キャンプで味を磨いているようでは遅い

 サポーターズ倶楽部のファンミーティングで遅くまで飲んだ翌朝、今度は「野球の陣」が張られている沖縄に新潟から飛行機で飛んだ。雪国から南国へ、日本酒から泡盛への旅である。沖縄には5日間滞在した。

 野球はチームスポーツで、練習の大半は投打における連携プレーに充てられる。これを上手にこなせない選手は、そもそも試合に出る資格が与えられない。サインを覚えたり、状況によってやるべきプレーをチーム全体で確認したりする。キャンプで練習と呼ぶべきは、こうしたチームプレーだけかもしれない。

 それ以外の場面は、すべて出店したお店のアピール合戦だ。つまりそこで味を磨いているようではもう遅い。自慢のレシピで作る料理で首脳陣を満足させられるかどうかが勝負なのだ。

 シーズンでベンチに入れる人数は決まっている。その店をキャンプとオープン戦を通じて首脳陣は選別するのだ。だからケガや故障で料理を出せない店は最初から話にならない。キャンプ初日から緩んだ体形を注意され、2日目に指の骨折が判明したオコエ瑠偉(るい)選手(東北楽天)などは、この典型的な例だろう。即刻ファーム行きを命ぜられてしまった。
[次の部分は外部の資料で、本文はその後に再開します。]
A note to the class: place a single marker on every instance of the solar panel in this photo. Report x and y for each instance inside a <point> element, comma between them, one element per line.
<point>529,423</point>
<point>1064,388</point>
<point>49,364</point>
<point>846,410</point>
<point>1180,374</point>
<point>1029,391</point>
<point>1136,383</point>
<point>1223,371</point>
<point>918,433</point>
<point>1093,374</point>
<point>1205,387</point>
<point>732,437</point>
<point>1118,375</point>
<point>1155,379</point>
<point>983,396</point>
 2軍のことをファームとはよく言ったものだ。農場に出店しても、そこには人がいないので稼げるはずもない。じっくり力を付けてから出直して来い…という訳である。期待のドラフト1位ルーキー、夏の甲子園の優勝投手である今井達也投手(埼玉西武、作新学院出身)や寺島成輝投手(東京ヤクルト、履正社出身)もキャンプ中に故障が生じてファームでの調整を余儀なくされた。